Sunday, 13 October 2013

Sophie's Film Choice #10: BLUE JASMINE

The days are getting cold and and wet, the city is covered in a sheen of rain, the nights are drawing in... it's only right that we should all go and see a Woody Allen film! I took my own recommendation on Friday night, and scooted on down to Hatfield to see one of my favourite director's latest efforts.

'Blue Jasmine' is a life-assuring piece about love and happiness, and will leave you with a warm glow inside, to fend off the winter chill. LOL JK! In fact, this film is perhaps the most heart-wrenchingly intense and tragic films Allen has written... probably since 'Husbands and Wives' (which is just an unflinching chronicle of stale marriages and break-ups - cheery)!

'Say enchilada!! :D'  '...No.'
Not surprisingly, given good old Woody's history, 'Blue Jasmine' explores some of his common themes: adultery, sex, deceit, death and snobbery (in no particular order. But all are frequent.

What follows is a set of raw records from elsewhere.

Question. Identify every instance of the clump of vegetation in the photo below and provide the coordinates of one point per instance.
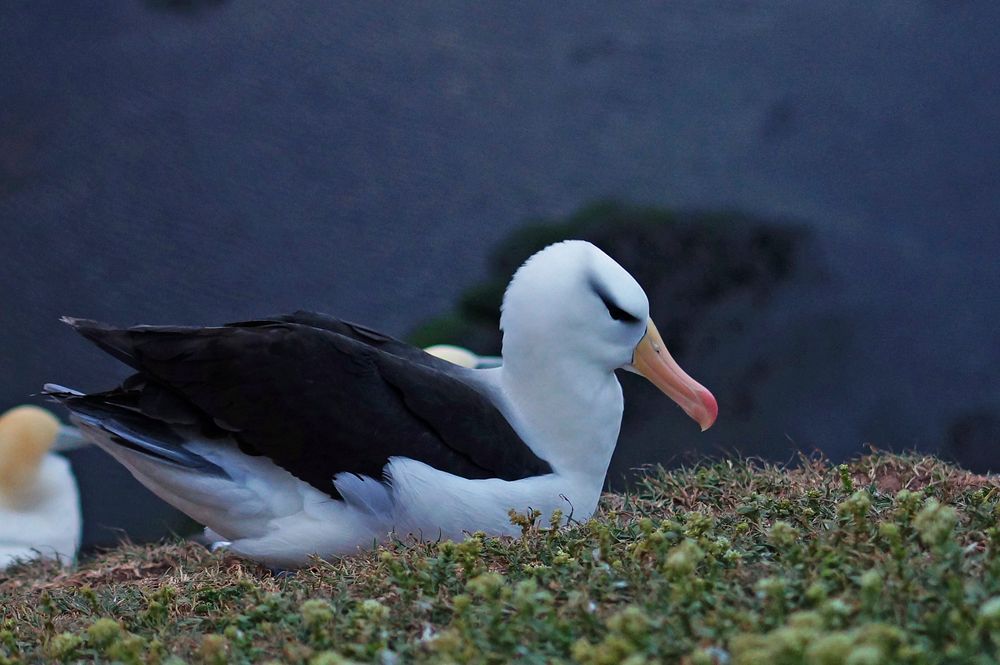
(885, 560)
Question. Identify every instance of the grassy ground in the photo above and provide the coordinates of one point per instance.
(887, 560)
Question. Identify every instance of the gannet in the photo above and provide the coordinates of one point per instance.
(39, 500)
(301, 434)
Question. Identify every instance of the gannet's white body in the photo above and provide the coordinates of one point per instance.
(571, 317)
(39, 500)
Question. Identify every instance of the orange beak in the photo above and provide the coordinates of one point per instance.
(652, 360)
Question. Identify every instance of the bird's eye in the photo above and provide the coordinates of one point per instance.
(616, 312)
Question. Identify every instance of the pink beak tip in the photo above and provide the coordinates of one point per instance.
(711, 409)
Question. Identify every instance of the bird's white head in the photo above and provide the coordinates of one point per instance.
(574, 301)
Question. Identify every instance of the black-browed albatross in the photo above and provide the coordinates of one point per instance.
(303, 434)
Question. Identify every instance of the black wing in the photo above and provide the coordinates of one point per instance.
(357, 332)
(319, 399)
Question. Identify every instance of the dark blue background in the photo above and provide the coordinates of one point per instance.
(208, 161)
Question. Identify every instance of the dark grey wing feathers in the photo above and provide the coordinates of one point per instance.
(318, 396)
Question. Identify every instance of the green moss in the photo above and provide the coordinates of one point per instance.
(763, 565)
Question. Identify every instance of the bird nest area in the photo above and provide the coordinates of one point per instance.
(888, 559)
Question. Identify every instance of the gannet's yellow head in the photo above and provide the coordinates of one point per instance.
(26, 435)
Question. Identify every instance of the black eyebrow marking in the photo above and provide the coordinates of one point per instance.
(616, 312)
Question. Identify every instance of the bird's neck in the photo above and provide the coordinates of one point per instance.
(568, 414)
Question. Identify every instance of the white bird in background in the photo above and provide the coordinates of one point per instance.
(39, 500)
(303, 434)
(463, 357)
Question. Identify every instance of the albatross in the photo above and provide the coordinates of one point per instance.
(302, 434)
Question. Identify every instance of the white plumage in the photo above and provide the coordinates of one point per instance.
(571, 317)
(39, 501)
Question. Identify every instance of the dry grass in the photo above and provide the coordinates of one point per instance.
(890, 559)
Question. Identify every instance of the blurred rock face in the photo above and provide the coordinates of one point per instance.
(750, 308)
(199, 161)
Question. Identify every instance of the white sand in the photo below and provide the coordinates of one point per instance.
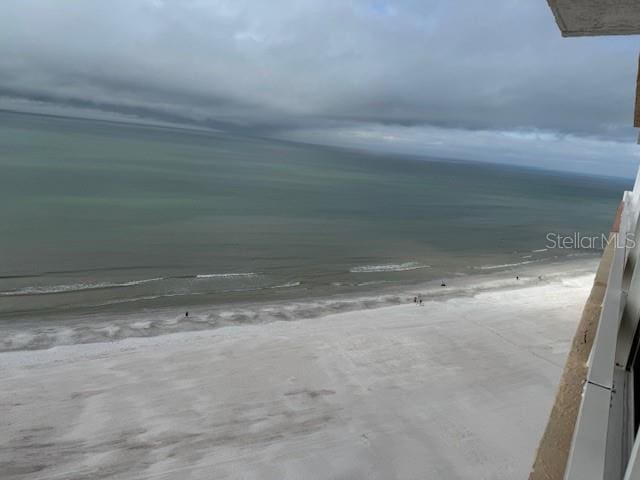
(458, 389)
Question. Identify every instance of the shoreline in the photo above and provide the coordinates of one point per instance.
(34, 334)
(459, 388)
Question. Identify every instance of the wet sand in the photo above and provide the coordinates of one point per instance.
(459, 388)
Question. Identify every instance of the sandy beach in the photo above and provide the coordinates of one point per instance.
(457, 389)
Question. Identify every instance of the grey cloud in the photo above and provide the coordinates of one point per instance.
(296, 65)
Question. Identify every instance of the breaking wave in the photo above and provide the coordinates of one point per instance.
(74, 287)
(225, 275)
(401, 267)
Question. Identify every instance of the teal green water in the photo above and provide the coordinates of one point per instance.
(101, 217)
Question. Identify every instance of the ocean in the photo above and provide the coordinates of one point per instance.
(100, 220)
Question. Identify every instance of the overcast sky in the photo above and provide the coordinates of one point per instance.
(466, 79)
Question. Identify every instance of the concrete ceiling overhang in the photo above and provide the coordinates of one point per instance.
(578, 18)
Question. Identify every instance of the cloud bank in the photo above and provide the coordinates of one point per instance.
(472, 79)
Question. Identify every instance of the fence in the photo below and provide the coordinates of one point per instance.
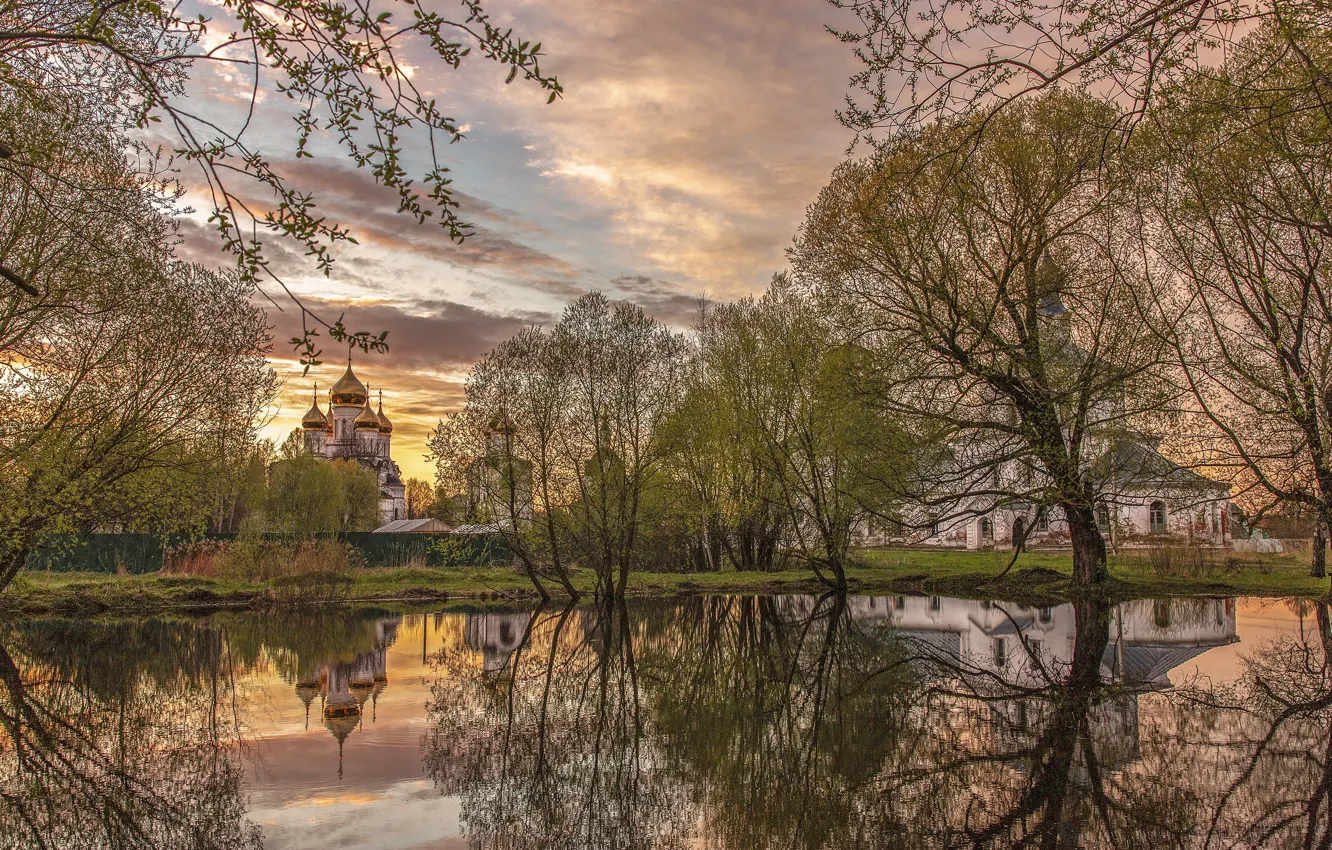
(143, 553)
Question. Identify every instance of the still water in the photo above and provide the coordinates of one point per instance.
(727, 722)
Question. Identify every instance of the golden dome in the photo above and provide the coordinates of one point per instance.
(365, 420)
(315, 419)
(349, 389)
(385, 425)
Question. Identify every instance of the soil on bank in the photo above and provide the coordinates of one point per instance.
(1034, 578)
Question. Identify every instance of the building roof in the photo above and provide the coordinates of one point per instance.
(414, 526)
(1135, 462)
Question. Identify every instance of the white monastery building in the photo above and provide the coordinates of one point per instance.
(352, 430)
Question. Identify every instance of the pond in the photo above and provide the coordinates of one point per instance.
(729, 722)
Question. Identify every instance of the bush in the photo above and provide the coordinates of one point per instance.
(255, 558)
(1180, 558)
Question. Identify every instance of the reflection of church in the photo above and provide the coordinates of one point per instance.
(353, 430)
(1003, 650)
(497, 637)
(344, 686)
(1147, 637)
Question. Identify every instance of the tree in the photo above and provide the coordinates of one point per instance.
(1238, 199)
(782, 383)
(420, 497)
(104, 396)
(360, 496)
(341, 65)
(955, 57)
(304, 497)
(987, 279)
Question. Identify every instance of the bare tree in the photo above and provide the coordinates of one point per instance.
(987, 276)
(1238, 195)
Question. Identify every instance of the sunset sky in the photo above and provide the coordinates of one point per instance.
(679, 161)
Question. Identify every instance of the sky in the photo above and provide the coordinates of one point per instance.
(690, 137)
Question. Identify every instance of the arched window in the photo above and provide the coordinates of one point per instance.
(1158, 517)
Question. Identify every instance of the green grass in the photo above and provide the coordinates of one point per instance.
(1034, 577)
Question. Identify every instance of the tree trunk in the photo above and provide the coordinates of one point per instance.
(11, 561)
(1320, 552)
(1088, 548)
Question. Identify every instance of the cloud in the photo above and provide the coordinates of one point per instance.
(432, 345)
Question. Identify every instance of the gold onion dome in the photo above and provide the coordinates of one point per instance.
(365, 420)
(349, 389)
(315, 419)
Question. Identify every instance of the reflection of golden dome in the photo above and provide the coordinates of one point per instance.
(315, 419)
(365, 420)
(349, 389)
(342, 725)
(307, 692)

Painfully frequent).

'If you ask me to speak elvish ONE MORE TIME.'
Following Jasmine, in a series of flash backs, and in her new life in San Francisco, we witness the brisk and catastrophic demise of a once glamorous and serene woman, into a quivering (and at times terrifying) train-wreck. Cate Blanchett is nothing less than astounding in the role, oscillating between a hyper and overly loquacious socialite, to a calmly arrogant millionaire, to a... chattering nutcase within seconds, her self-denial and psychosis kept worryingly relatable. Honestly, she is a chameleon of misery!

Desperately seeking refuge with her stepsister, Ginger (played by Sally Hawkins), Jasmine doesn't even try to conceal her disgust at the cheap Californian suburban life she must withstand. In Allen's signature style, the gaudy flat in San Francisco is set up as a direct contrast to Jasmine's spacious and minimalist New York home (the split-screen shot at the dinner table in 'Annie Hall' springs to mind), and Blanchett's willowy and pale physique makes her seem an unwanted giant in the claustrophobic, latino apartment.

'I can't believe you told me this was a 6Os themed party...'
Hawkins perpetuates a brash and bubbly naivety as Ginger, the fun-loving, honest and accepting antithesis to Jasmine, and whilst she goes for some pretty minging men (having sex with a fat old bloke in the back seat of his car... classy), we can't help but will her on to a happy ending. As is often the case in Allen's work, the eye is firmly on the female in this film, whilst the men (including the sleazy and unfeeling 'Hal', played by Alec Baldwin) are merely vehicles for their happiness and distress.

'Blue Jasmine' is, in my opinion, the best film Allen has made since 'Husbands and Wives'. Whilst I thoroughly enjoyed the beautiful scenery, warmth and quirkiness of 'Midnight in Paris', it lacked the emotional substance which this film has in spades. I would defy anyone who doesn't have a lump in their throat in the final scene. One thing is for sure, Woody Allen can recreate break-ups and break-downs like no-one else can.